Main

Percolation transition, depicting the formation of global connectivity on continual addition of links, occurs typically in contagion processes in social and biological systems1. Spreading of activities can either terminate after a transitory prevalence or undergo an outbreak that reaches a finite fraction of the population, such as in the spread of epidemics2,10, cybernetic viruses11, opinions12, and a wide range of failures, such as power blackouts13,14 or road congestions15. Such phase transitions were long believed to be continuous, meaning that only a gradual onset of small-scale outbreak is present at the threshold of the controlling parameter, which measures the propensity of forming local connections1.

Agents may, however, not spread in isolation. Empirical studies have shown more violent spreading modes when the participating agents are of multiple types, as most prominently exhibited in co-epidemics. The most striking example is the 1918 Spanish flu pandemic, which caused a prevalence in one third of the world population. Pathological evidence showed that a considerable proportion of the infecteds were co-infected by pneumonia3,4. The spread of HIV/AIDS, as a more recent example, has been verified to be promoted by a host of other infectious diseases (including tuberculosis, herpes virus, syphilis, malaria and hepatitis) and vice versa5,6. The boosted propagation of co-epidemics is rooted in the interaction of pathogens that mutually enhance the susceptibility for each other. Considerable attention has been received from epidemiologists in revealing their pathology. Their fundamental dynamics on the macroscopic scale is nevertheless much less understood. It thus remains a question: what is the typical scenario of outbreak that can emerge in the co-spreading of cooperative pathogens, or to what extent would such cooperation alter the classic spreading mode of a single agent?

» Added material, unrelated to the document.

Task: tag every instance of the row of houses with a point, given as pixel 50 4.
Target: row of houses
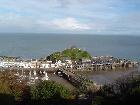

On one hand, interaction of a positive-feedback nature tends to impose instability on a large system. The principle has been substantiated in interdependent networks13,14 and in systems with reinforced contagion via neighbouring nodes16. On the other hand, a non-negligible influence will be exerted by the underlying networked medium, which strengthens or impairs the cooperation. The outbreak profile is thus shaped by both agent–agent and agent–network interactions, beyond the complication of single-agent processes.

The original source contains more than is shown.